Conclusion: Parting words on Multi-GPU

In what was (hopefully) an interesting piece, we saw that high end AMD's offerings in CrossFire over XDMA have slightly better scaling, value and timings than Nvidia counterparts in SLI. We have also seen that the logical step forward for Nvidia's multi GPU technology is to reduce or eliminate reliance on the aged SLI connector or introduce a new version of the same - provided it wants to keep up with the superior scaling offered by AMD counterparts. Ofcourse, XDMA is just part of the equation; HBM (memory) is just as important and results in the elimination of one of the biggest bottlenecks in the entire work chain.

Pacal's test vehicles have already been spotted on Zauba, and the first flagship is expected next year. With Nvidia shifting to HBM as well, the gap between the scaling of both IHVs will change with Nvidia either catching up or even overtaking AMD counterparts.

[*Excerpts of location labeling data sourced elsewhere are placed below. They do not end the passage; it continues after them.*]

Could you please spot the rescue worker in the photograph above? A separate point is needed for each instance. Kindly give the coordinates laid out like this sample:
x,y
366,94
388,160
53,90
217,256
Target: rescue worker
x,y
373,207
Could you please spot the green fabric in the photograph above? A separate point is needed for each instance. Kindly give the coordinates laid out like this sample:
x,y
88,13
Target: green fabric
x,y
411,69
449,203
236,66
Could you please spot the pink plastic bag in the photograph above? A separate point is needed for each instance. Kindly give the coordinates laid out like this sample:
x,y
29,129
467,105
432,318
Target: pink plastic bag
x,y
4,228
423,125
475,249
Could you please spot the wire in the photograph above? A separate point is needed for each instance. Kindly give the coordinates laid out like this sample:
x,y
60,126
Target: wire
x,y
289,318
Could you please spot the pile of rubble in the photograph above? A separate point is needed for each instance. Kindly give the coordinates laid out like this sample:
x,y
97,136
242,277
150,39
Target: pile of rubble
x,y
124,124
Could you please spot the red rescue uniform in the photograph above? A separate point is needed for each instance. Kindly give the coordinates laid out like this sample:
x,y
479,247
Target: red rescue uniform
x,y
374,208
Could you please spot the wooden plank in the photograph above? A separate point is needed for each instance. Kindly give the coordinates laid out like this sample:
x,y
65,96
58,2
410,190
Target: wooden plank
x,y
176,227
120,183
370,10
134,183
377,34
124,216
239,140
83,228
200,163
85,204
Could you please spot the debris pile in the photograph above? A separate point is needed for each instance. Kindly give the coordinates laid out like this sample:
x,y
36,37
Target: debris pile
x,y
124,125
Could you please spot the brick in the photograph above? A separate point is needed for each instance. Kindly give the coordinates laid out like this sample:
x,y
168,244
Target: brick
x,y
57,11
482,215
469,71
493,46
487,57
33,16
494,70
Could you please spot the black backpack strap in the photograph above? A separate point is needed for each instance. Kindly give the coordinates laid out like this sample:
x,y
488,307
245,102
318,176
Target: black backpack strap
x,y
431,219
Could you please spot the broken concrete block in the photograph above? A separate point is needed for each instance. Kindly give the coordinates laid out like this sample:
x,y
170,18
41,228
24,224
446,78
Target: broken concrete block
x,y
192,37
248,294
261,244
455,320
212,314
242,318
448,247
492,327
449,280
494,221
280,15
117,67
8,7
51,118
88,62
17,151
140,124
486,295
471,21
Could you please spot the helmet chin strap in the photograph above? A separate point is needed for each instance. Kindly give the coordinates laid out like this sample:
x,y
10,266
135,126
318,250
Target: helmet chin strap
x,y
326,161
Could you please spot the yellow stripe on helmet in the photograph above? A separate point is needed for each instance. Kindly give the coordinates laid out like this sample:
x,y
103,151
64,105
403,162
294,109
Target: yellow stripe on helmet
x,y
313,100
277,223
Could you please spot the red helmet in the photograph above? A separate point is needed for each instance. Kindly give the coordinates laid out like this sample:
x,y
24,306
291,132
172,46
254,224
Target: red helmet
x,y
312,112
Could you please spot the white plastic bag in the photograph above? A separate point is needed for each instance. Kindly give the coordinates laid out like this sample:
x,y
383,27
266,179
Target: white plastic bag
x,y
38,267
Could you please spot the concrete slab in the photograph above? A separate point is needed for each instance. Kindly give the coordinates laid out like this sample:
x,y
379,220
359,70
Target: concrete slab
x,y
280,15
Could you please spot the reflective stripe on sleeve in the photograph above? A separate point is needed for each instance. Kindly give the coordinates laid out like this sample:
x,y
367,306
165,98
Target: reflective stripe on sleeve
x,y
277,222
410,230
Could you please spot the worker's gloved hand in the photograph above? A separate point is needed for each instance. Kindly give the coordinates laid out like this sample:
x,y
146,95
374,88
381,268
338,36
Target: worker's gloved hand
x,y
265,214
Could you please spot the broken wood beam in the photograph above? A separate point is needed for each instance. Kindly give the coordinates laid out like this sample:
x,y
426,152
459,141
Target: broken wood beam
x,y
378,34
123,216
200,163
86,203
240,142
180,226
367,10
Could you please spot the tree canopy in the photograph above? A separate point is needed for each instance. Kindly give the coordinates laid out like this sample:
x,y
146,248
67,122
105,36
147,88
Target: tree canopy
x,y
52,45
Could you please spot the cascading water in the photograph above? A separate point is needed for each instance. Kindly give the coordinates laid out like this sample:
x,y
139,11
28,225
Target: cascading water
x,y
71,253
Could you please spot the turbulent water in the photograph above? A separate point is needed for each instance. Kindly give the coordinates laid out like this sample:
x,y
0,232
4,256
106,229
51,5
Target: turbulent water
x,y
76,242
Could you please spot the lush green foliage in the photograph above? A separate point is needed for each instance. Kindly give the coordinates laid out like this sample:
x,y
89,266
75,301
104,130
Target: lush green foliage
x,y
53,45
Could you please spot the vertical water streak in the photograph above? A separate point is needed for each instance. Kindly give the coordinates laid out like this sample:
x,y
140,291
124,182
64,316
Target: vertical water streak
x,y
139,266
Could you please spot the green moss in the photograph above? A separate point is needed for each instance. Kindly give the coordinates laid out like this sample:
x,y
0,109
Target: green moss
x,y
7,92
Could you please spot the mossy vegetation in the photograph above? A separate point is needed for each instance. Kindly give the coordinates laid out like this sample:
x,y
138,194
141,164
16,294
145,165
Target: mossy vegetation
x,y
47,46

If you are planning to go for a setup with multiple graphic cards, a dual Crossfire (XDMA) configuration of the R9 Fury X is a good buy, followed by a dual SLI configuration of the GTX 980 Ti

What is not good value however (for gamers) is the GTX TITAN-X, whose excessive price tags makes it have the worst value for money we have seen (probably exceeded only by former TITAN branded cards).

The multiple GPU scaling and deterioration was quantified to a reasonable extent and we were able to put a good cap on what a gamer (from any side of the camp) should expect with each added graphic card. It is also worth stating that with the advent of the DirectX 12 API, multi GPU performance and capability could take a huge  leap forward. The included low level access would allow developers to get creative with how work is managed on the multiple graphic cards, improving a standard that has been historically riddled with problems.

Finally, I would like to add that the dual Multi-GPU configurations from both camps are a decent approximation (and an educated prediction) of the performance we can expect from dual-GPU flagships of both Nvidia and AMD. This means that fans of both hardware vendors can expect decent performance gains, which only leaves the problem of pricing - and that is something only time will tell.